Ann Romney joined her husband, former Republican presidential candidate Mitt Romney, for an interview with Fox News -- their first since President Obama's resounding victory in last year's election.
Though Mitt has popped up in candid photos at gas stations and amusement parks in the last few months, Ann hasn't been seen much since her teary departure from the national stage on Election Day.
Now the Romneys are able to reflect on the campaign with the benefit of hindsight, and they have very clear ideas about why they lost.
The current narrative in the media says Ann Romney blames the press for her husband's loss. This is mostly true, but journalists get touchy when they're charged with bias.

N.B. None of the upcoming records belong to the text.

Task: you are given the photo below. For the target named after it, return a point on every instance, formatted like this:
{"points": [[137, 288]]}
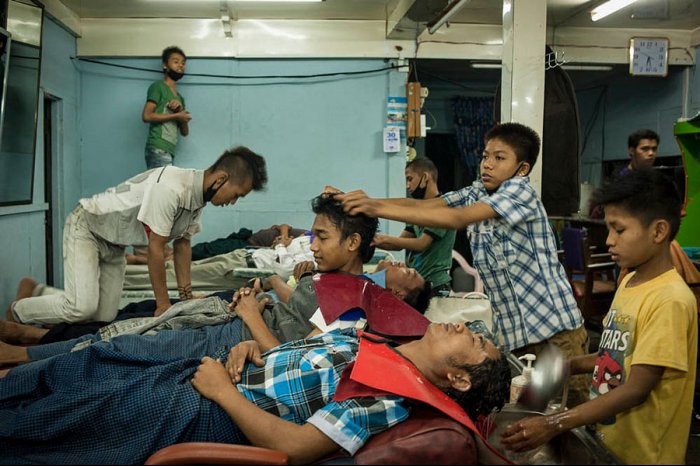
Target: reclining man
{"points": [[108, 407], [341, 244]]}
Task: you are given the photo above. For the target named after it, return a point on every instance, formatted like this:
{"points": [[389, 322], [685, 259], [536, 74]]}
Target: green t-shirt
{"points": [[435, 262], [163, 135]]}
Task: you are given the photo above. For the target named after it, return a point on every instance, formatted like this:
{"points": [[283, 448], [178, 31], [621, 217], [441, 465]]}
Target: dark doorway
{"points": [[48, 186]]}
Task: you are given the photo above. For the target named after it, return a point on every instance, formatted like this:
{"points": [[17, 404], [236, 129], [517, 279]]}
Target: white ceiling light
{"points": [[608, 8], [566, 67], [451, 9], [280, 1]]}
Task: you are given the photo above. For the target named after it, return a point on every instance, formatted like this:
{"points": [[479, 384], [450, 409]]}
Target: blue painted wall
{"points": [[23, 247], [312, 132]]}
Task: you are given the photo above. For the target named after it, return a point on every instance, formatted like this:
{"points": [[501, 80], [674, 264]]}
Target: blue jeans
{"points": [[157, 158]]}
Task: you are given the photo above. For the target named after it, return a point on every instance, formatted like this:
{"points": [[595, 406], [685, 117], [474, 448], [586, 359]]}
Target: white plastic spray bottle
{"points": [[521, 381]]}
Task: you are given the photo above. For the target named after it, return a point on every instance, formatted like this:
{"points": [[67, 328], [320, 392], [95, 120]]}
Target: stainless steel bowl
{"points": [[577, 446]]}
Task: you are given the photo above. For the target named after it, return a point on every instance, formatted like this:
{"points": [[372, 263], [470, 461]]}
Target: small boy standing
{"points": [[512, 244], [165, 111], [644, 371]]}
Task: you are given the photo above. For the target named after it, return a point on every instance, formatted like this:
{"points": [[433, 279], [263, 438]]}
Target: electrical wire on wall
{"points": [[249, 77]]}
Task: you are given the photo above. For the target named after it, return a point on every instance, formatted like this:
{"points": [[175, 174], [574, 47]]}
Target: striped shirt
{"points": [[299, 379], [516, 257]]}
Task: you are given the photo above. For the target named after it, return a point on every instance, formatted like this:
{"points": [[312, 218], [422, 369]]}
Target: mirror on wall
{"points": [[21, 62]]}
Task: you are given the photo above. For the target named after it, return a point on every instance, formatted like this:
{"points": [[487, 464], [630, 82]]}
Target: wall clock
{"points": [[649, 56]]}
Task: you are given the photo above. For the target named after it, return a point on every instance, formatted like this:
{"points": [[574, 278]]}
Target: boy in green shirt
{"points": [[429, 250], [165, 111]]}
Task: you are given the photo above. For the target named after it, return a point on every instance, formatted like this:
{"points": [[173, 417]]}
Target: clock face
{"points": [[649, 56]]}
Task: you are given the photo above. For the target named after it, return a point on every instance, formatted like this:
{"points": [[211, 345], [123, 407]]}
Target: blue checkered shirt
{"points": [[516, 257], [299, 379]]}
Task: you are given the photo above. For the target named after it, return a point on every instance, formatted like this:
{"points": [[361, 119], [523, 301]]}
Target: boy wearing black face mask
{"points": [[428, 249], [150, 209], [165, 111]]}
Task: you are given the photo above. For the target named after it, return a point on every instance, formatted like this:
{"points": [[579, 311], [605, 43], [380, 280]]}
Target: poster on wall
{"points": [[396, 108], [395, 126]]}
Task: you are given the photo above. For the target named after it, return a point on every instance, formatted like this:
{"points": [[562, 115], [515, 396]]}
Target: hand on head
{"points": [[303, 267], [530, 432], [238, 357], [357, 202]]}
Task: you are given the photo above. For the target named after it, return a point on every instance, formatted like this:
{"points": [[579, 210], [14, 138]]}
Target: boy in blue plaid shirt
{"points": [[512, 244]]}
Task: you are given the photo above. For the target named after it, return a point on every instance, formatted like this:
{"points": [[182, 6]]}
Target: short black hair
{"points": [[644, 193], [420, 299], [422, 165], [524, 140], [490, 386], [348, 224], [165, 56], [635, 138], [242, 164]]}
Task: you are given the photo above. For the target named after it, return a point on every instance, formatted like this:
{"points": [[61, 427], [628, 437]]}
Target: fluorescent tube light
{"points": [[608, 8], [587, 67], [566, 67]]}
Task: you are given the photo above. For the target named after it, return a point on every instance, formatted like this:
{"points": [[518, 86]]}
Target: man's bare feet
{"points": [[24, 290], [10, 354], [12, 332]]}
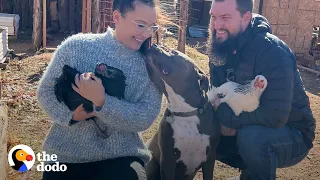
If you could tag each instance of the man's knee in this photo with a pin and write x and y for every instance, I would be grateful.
(254, 147)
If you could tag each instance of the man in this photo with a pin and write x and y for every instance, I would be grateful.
(280, 132)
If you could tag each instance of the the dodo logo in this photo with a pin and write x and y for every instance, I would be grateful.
(21, 158)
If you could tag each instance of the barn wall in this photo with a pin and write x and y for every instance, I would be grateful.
(293, 20)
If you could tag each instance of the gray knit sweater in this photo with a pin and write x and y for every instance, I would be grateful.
(122, 120)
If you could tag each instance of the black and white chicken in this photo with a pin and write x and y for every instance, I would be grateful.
(240, 98)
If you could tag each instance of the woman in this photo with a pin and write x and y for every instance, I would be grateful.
(117, 152)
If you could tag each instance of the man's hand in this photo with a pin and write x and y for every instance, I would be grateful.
(80, 114)
(92, 90)
(228, 131)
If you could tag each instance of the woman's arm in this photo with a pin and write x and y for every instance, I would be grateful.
(47, 100)
(136, 117)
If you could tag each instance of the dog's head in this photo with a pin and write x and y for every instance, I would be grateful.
(174, 74)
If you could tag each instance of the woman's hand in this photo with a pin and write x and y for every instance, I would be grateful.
(92, 90)
(216, 103)
(80, 114)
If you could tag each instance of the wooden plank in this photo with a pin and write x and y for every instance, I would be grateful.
(36, 39)
(44, 20)
(182, 24)
(3, 139)
(84, 21)
(89, 2)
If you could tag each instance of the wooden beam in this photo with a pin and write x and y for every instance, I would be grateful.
(84, 15)
(36, 34)
(89, 2)
(183, 25)
(96, 19)
(3, 139)
(44, 31)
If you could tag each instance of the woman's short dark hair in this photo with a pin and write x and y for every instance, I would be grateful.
(124, 6)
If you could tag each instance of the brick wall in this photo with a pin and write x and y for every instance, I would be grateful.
(293, 20)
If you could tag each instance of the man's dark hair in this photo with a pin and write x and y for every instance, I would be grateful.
(243, 5)
(124, 6)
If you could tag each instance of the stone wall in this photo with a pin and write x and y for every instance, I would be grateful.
(293, 20)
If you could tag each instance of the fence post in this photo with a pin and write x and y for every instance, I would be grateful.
(183, 19)
(3, 139)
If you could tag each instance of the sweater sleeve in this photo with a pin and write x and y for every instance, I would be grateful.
(275, 103)
(128, 116)
(46, 98)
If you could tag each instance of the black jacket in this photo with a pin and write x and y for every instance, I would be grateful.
(284, 101)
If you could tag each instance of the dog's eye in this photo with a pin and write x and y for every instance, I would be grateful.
(165, 71)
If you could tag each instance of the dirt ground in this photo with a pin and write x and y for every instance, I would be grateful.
(29, 125)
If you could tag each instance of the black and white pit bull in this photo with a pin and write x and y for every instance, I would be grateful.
(188, 133)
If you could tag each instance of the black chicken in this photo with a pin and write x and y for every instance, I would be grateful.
(112, 79)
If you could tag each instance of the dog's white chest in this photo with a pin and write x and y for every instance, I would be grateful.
(189, 141)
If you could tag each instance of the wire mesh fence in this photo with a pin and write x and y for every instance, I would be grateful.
(105, 10)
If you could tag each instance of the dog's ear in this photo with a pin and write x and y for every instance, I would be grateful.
(203, 81)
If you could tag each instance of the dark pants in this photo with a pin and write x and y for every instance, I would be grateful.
(261, 150)
(129, 168)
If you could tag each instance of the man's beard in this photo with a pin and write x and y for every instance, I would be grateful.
(220, 51)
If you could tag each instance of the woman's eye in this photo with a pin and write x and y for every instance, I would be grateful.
(141, 25)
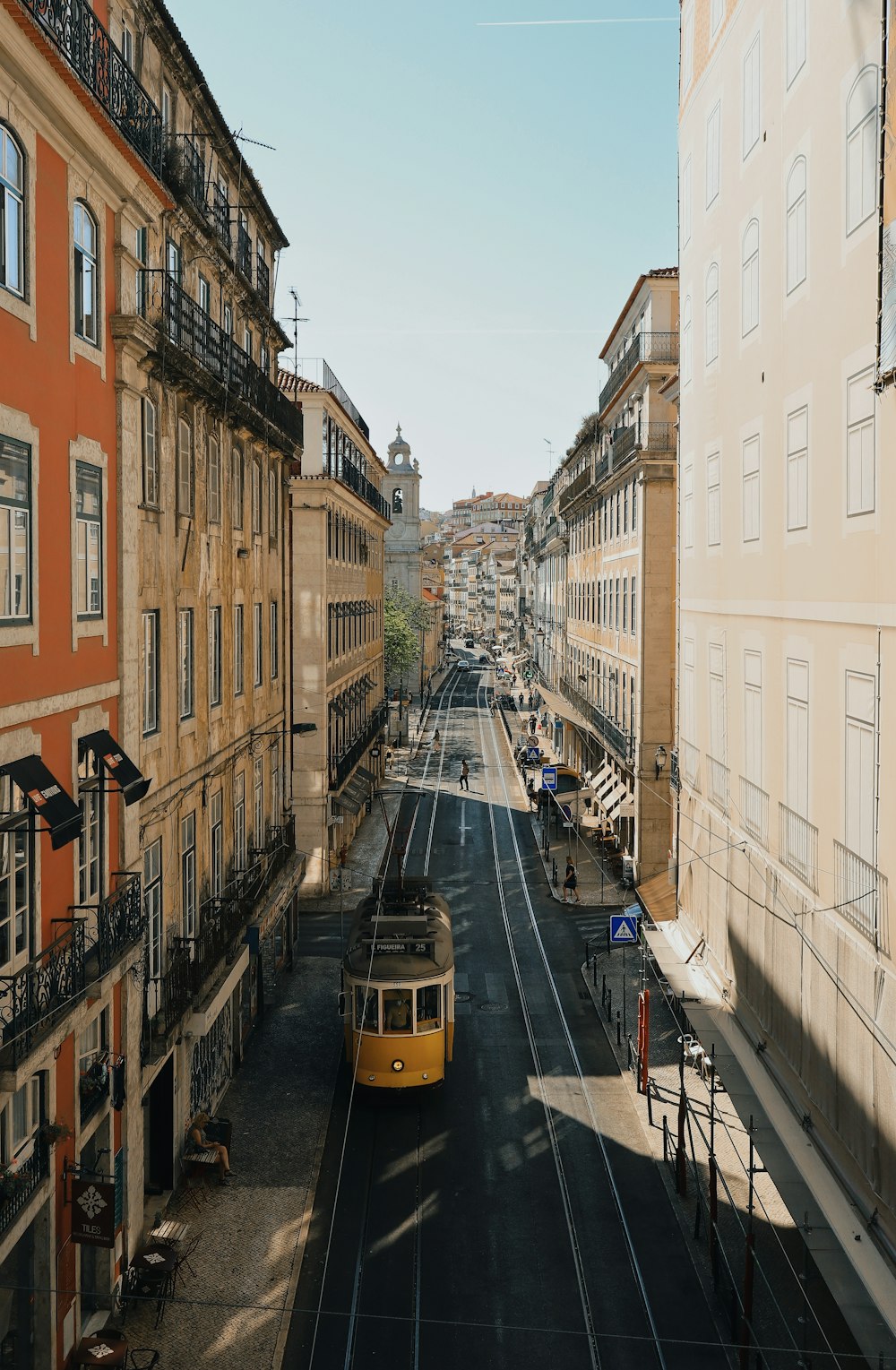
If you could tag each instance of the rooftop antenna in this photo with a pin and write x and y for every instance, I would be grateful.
(295, 320)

Ann did say the media didn't give her husband a chance to show the "real Mitt," but she made no mention of his gaffes -- most notably his infamous "47 percent" remark -- which furthered his reputation as a wealthy and aloof plutocrat. Perhaps Mitt shouldn't have been so real when he didn't think the cameras were on.

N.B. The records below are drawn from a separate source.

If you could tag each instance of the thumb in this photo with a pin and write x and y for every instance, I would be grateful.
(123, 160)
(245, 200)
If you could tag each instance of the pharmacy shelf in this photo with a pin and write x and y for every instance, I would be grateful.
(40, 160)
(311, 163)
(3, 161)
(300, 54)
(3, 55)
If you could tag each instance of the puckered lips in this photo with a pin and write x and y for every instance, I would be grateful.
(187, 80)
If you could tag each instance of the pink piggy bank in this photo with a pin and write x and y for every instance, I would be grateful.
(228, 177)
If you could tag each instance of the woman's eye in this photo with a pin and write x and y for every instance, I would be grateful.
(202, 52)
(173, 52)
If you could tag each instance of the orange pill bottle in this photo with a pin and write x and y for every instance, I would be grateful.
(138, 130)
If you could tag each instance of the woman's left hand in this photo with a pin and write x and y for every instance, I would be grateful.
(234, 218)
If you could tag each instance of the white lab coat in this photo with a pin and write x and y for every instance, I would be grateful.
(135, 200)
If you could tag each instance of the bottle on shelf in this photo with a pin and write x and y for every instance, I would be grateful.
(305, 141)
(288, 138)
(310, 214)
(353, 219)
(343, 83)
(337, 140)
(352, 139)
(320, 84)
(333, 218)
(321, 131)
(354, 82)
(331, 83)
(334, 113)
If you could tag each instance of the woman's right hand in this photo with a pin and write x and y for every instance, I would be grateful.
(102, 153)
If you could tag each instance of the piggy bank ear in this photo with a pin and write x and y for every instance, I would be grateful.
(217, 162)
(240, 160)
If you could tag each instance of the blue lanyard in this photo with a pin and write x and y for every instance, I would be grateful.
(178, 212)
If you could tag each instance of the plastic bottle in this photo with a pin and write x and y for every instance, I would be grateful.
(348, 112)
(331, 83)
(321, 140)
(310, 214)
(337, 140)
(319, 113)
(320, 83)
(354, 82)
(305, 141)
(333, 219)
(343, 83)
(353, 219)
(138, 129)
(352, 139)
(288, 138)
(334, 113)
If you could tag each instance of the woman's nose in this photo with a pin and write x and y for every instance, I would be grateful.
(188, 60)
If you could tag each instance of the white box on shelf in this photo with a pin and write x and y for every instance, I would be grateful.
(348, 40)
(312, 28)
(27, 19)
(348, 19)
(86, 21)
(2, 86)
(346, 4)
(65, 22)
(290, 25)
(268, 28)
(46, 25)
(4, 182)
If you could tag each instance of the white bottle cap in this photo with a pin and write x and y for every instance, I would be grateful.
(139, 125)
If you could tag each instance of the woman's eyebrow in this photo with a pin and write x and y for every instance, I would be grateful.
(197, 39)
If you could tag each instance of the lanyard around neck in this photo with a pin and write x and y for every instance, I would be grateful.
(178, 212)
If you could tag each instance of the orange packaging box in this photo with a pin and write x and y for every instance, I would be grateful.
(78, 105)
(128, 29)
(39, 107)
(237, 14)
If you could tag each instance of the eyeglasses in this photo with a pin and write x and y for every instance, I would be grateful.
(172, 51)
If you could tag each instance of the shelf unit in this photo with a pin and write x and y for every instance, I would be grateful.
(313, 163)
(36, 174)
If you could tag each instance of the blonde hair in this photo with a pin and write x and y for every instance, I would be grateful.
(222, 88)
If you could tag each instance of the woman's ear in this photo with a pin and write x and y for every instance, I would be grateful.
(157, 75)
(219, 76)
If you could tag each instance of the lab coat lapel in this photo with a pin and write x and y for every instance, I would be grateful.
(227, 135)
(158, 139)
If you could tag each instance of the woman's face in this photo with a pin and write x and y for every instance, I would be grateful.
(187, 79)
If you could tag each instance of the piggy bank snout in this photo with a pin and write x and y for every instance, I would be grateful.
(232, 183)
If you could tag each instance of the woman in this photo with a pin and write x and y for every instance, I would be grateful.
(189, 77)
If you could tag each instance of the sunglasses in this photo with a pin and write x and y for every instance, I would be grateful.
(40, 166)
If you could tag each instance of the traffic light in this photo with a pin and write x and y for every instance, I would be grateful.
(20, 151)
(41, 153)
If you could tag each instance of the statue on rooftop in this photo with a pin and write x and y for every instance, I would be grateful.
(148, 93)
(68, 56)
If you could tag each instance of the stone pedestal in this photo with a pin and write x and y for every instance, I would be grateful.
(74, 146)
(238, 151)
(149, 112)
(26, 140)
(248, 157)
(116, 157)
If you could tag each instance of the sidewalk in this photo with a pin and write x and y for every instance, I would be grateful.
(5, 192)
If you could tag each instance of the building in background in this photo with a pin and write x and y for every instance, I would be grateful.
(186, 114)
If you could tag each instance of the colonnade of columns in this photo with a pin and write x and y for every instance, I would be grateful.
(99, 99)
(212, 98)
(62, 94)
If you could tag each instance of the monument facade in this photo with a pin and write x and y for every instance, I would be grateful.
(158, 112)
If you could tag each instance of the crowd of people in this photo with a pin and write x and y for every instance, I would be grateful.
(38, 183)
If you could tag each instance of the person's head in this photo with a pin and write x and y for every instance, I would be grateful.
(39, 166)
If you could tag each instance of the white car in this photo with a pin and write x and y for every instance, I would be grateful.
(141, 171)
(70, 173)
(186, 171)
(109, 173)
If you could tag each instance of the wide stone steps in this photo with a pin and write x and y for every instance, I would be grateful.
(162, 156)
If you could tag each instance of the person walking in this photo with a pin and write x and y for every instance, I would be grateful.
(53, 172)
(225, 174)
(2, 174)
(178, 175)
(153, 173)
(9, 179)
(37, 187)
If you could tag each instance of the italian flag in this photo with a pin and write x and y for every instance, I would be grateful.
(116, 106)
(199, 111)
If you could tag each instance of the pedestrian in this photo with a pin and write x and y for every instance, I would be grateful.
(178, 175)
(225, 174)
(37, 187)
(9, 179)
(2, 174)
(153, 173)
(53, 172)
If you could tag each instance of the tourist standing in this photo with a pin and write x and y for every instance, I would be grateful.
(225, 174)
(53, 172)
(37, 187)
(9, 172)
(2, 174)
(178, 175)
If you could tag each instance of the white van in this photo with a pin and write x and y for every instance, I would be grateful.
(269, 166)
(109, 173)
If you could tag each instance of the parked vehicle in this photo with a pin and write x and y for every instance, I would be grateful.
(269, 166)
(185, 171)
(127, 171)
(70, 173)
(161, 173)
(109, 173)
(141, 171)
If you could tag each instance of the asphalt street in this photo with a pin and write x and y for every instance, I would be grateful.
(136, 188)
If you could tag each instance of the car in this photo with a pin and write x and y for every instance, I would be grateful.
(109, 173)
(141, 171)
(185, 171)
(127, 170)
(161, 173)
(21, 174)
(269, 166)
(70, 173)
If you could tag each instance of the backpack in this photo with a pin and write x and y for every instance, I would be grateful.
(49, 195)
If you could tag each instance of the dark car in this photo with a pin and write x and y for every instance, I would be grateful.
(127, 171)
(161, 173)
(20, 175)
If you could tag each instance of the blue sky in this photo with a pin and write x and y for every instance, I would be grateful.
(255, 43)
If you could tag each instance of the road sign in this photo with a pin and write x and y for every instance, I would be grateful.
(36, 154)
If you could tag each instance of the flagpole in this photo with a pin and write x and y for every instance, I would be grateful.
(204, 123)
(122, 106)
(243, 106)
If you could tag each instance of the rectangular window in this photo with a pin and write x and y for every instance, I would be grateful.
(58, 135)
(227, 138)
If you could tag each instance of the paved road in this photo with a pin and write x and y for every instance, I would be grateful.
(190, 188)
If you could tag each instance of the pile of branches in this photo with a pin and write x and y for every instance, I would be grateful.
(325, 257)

The Romneys did admit Obama had a better ground game than they did. The Republicans made great strides in reaching out to rural white voters in swing states like Ohio and Pennsylvania, but the Democrats increased turnout for their constituents even more, besting their record levels from 2008, an outcome the Romneys admit they never saw coming.

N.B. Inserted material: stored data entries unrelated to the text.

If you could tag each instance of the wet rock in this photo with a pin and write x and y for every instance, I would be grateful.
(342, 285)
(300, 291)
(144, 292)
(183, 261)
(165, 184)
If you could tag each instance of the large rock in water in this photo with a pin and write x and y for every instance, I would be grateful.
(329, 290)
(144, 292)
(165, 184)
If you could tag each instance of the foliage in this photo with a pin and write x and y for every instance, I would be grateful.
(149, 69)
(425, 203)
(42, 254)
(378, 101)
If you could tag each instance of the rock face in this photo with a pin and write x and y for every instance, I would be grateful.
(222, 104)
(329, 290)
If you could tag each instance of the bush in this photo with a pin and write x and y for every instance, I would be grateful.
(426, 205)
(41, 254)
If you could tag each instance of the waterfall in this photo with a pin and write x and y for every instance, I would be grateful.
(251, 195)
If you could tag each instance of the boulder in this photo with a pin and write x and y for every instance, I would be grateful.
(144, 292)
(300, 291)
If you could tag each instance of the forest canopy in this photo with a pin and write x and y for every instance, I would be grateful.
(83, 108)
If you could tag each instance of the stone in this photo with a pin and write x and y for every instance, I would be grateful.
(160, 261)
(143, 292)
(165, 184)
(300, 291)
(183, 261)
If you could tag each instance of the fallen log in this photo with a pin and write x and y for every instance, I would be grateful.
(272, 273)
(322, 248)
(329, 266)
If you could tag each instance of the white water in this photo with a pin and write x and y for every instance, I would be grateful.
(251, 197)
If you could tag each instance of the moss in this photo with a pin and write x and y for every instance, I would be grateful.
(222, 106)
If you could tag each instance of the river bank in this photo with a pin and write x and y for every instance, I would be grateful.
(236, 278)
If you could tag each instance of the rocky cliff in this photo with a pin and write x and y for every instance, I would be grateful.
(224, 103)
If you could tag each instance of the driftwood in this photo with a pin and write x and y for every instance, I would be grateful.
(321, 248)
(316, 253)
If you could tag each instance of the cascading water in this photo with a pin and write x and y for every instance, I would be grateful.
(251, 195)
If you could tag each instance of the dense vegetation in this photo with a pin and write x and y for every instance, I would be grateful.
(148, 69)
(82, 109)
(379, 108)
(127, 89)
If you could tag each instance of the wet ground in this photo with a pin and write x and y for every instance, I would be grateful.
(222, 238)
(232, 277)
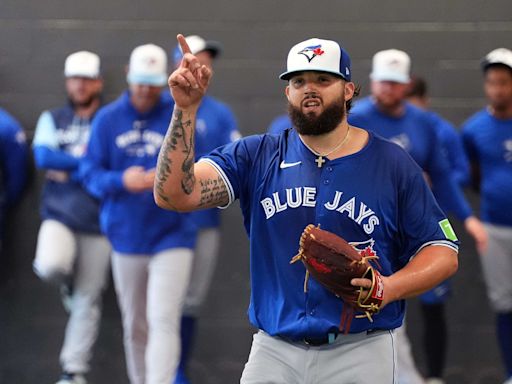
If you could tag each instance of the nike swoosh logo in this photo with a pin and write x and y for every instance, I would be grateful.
(284, 165)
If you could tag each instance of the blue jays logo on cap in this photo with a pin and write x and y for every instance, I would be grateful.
(312, 51)
(322, 56)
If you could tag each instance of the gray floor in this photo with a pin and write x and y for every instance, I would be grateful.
(32, 318)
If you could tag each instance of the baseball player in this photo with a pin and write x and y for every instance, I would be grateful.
(433, 302)
(13, 165)
(216, 126)
(70, 248)
(326, 172)
(152, 248)
(487, 137)
(387, 113)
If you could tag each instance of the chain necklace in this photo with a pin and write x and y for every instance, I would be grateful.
(320, 159)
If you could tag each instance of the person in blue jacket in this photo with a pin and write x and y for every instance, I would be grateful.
(152, 248)
(487, 137)
(387, 113)
(216, 126)
(71, 251)
(324, 172)
(13, 165)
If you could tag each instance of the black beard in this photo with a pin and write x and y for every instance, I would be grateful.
(311, 125)
(84, 104)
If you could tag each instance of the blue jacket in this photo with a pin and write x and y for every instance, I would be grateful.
(122, 137)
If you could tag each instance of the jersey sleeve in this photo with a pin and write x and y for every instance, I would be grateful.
(95, 171)
(233, 163)
(421, 221)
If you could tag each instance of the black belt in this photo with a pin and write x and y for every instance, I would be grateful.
(318, 341)
(330, 338)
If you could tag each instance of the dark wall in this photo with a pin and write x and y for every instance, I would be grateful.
(446, 40)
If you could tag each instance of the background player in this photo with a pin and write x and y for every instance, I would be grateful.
(13, 165)
(435, 336)
(215, 127)
(308, 176)
(70, 249)
(152, 248)
(487, 137)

Certainly they were the victims of bad advice at the very least. They say they believed until the very end that they would defeat Obama, a result that virtually no polls were showing in the final weeks of the race.
But while they offered to shoulder some of the blame for the failed campaign, they neglected to fault their policies, which polls continue to show are not popular on the national level.
Republicans in Congress are experiencing a similar blind spot. They held on to the House of Representatives because local elections can be won on a platform of limited government, lower taxes, less corporate oversight, harsh penalties for undocumented immigration, restrictions on abortion and slashed social services.
But in a presidential campaign, it's a lost cause. Over 90 percent of African-Americans voted for Obama, as well as 73 percent of Asian-Americans and 71 percent of Latinos. An 18-point gender gap haunts the Republicans, and no amount of media coverage or canvassing would have overcome those deficits.
Romney says sequestration wouldn't have gone into effect if he had been elected. That's unlikely, since a President Romney would have to deal with an intractable Democratic Senate.
But at least this time around, no one really cares if Romney is right. The pressure is off.